You have a "one by one" error in the numbering of your day - due to an error in Lotus 1-2-3 that Excel and other spreadsheet programs have carefully maintained compatibility for over 30 years.
Initially, the 1st day was supposed to be January 1, 1900 (which, as you said, would make day 0 equal to December 31, 1899). But Lotus misinterpreted 1900 as a leap year, so the number of days for everything until March 1 of this year is too large. Using these numbers with a calendar that correctly records 1900 as a regular year, the first day becomes December 31, and the 0th day returns to the 30th. Thus, the era for date arithmetic in Lotus-based spreadsheets is Saturday, December 30, 1899. (Modern Excel and some other spreadsheets extend compatibility with Lotus errors far enough to continue marking this date as December 31st, agreeing that it was Saturday, but other Lotus-based tables do not, and Ruby, of course does not do this.)

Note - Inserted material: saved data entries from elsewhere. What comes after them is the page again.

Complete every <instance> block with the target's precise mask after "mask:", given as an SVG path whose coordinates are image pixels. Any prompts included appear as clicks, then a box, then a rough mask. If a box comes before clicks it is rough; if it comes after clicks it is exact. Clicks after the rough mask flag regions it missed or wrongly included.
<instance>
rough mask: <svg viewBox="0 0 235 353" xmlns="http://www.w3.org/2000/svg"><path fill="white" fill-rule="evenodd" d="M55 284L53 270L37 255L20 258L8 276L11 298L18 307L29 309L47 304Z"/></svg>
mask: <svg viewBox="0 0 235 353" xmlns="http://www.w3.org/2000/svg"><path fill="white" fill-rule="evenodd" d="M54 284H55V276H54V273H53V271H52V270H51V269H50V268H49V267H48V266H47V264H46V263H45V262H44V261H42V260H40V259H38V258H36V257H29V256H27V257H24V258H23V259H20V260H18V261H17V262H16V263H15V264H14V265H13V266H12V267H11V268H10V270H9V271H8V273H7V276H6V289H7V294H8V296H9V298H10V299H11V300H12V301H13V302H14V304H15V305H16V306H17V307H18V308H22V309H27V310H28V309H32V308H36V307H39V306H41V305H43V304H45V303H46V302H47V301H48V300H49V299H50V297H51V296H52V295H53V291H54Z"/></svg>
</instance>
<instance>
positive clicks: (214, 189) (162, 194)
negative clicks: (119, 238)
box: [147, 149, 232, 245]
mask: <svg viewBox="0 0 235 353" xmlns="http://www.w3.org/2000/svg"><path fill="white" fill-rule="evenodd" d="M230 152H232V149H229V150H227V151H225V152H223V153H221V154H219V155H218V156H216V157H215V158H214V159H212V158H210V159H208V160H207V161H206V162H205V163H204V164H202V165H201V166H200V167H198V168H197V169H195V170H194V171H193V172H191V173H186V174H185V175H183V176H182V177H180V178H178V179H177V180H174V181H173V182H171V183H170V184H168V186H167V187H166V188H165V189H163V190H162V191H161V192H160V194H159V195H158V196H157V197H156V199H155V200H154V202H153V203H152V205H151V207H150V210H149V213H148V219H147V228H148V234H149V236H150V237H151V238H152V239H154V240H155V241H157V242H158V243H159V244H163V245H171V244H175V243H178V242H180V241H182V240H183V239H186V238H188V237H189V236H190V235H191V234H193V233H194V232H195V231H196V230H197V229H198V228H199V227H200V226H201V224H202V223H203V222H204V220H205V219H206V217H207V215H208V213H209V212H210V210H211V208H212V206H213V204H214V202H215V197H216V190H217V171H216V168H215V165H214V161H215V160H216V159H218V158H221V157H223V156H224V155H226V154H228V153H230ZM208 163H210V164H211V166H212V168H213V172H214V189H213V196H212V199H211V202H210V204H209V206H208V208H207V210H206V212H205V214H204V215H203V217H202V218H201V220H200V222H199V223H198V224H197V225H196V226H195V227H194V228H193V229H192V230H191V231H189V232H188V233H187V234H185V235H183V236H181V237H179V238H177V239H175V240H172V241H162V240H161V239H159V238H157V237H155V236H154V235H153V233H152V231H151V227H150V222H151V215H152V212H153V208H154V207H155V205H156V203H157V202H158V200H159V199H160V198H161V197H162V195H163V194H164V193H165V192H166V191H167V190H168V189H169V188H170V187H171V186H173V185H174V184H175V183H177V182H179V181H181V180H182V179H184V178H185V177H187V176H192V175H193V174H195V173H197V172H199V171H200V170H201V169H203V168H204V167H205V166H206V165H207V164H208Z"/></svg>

Even if you take this error into account, your declared example is incorrect: lot day 40 396 is August 6, 2010, and not October 15. I have confirmed this correspondence in Excel, LibreOffice and Google sheets, all of which agree. You must have crossed examples somewhere.
Here is one way to do the conversion:
Time.utc(1899,12,30) + 40396.days
Alternatively, you can use another well-known correspondence. The zero point for Ruby (and POSIX systems in general) is the moment January 1, 1970 at midnight GMT. January 1, 1970 is the day of the lotus 25 569. Until you forget to do your calculations in UTC, you can also do this:
Time.at( (40396 - 25569).days ).utc
In any case, you probably want to declare a symbolic constant for the epoch date (either a Time object representing 1899-12-30, or a POSIX value of "day 0" 25,569).
You can replace these calls with .days with multiplication by 86,400 if you don't need active_support/core_ext/integer/time for anything else, and you don't want to download it just for that.